After its completion, the PREVI crystallized, somehow, the changes in architectural and urban discourse during the late sixties, establishing a new route for future projects. Has it influenced other projects developed in Perú during the last decades?

I don’t entirely agree with the assumption that it was influential in the sixties. It certainly has not influenced other projects later, mainly because these were very scarce and mainly the outcome of political improvisation and outright social demagogy.

Which do you think is the most important contribution of PREVI to the architecture discipline? In other words, Why look again to PREVI after 40 years of its construction?
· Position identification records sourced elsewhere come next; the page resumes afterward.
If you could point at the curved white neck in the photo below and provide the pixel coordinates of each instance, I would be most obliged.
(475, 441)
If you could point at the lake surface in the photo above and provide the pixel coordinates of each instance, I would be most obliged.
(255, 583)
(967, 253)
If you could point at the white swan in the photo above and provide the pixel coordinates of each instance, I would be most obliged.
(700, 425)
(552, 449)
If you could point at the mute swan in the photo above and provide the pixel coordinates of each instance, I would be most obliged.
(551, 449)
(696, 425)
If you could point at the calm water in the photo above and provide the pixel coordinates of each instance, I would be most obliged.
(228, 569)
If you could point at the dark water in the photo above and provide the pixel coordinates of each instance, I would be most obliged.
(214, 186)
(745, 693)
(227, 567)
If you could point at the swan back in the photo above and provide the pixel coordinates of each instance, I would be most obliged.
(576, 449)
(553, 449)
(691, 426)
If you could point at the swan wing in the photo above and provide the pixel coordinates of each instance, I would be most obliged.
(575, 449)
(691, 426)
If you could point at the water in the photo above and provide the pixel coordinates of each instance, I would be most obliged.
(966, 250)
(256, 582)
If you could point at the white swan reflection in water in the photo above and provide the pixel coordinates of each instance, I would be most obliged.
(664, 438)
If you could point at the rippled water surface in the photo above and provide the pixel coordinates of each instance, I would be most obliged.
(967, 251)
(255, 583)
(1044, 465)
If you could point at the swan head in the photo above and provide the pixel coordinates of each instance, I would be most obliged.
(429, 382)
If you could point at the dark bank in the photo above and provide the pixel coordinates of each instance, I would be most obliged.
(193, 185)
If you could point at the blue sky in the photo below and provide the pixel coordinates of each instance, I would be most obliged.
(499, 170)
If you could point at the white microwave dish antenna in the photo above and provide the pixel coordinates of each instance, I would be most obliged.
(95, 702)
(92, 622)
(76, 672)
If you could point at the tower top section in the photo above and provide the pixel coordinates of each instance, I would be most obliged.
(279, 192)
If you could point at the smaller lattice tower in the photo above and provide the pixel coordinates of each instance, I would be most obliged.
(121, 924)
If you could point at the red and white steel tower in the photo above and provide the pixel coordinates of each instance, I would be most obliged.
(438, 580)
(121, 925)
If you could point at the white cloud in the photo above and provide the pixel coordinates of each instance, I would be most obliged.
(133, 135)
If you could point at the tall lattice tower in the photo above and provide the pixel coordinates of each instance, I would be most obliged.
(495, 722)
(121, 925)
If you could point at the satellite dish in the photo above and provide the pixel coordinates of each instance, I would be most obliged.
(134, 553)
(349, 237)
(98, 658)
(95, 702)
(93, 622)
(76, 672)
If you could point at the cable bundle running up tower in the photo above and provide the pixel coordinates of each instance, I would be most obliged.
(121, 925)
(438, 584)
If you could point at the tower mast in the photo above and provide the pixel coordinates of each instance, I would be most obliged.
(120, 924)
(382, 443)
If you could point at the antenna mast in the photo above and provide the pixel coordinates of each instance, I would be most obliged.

I think it offered a link between a serious social problem at its start, and the possibility of applying an illustrated professional approach to its prosecution. That possibility has still not been taken up. Thus, the spirit of the PREVI experience is still to be tried out seriously.

Interview by Tomeu Ramis

Note (1):
1-2.Jose luis Iniguez de Ozono, Antonio Vazquez de Castro. Spain/ 3.James Stirling. UK/ 4-5.Anatole du Fresne, Alfredo Pini. Switzerland/ 6.Toivo Korhonen. Finland/ 7.German Samper. Colombia/ 8/ 9.Fumihiko Maki, Kionori Kikutake. Japan/ 10.Charles Correa. India/ 11.Aldo van Eyck. The Netherlands/ 12.Peter Land. UN project director./ 13.Herbert Ohl. Germany./ 14.Knud Svenssons.Denmark/ 15.Christopher Alexander. USA/ 16-17.Oskar Hanson, Svein Hartloy. Poland/ 18.Alexis Josic (Candilis, Josic and Woods). France.

Note (2):
International participants: i1.James Stirling, i2.Knud Svenssons, i3.Esquerra-Samper-Saenz-Urdaneta, i4.Atelier 5, i5.Toivo Korhonen, i6.Herbert Ohl, i7.Charles Correa, i8.Kikutake-Maki-Kurokawa, i9.Iñiguez de Ozoño-Vazquez de Castro, i10.Hansen-Hatloy, i11.Aldo van Eyck, i12.Candillis-Josic-Woods, i13.Christopher Alexander.

Peruvian participants: p5.Miguel Alvariño, p6.Ernesto Paredes, p7.Miró-Quesada-Williams-Nuñez, p9.Gunther- Seminario, p12.Carlos Morales, p16.Juan Reiser, p18.Eduardo Orrego, p20.Vier-Zanelli, p21.Vella-Bentín-Quiñones-Takahashi, p22.Llanos-Mazzarri, p24.Cooper-Garcia-Bryce-Graña-Nicolini, p25.Chaparro-Ramírez,-Smirnoff-Wyszkowsky, p26.Crousse-Páez-Pérez León.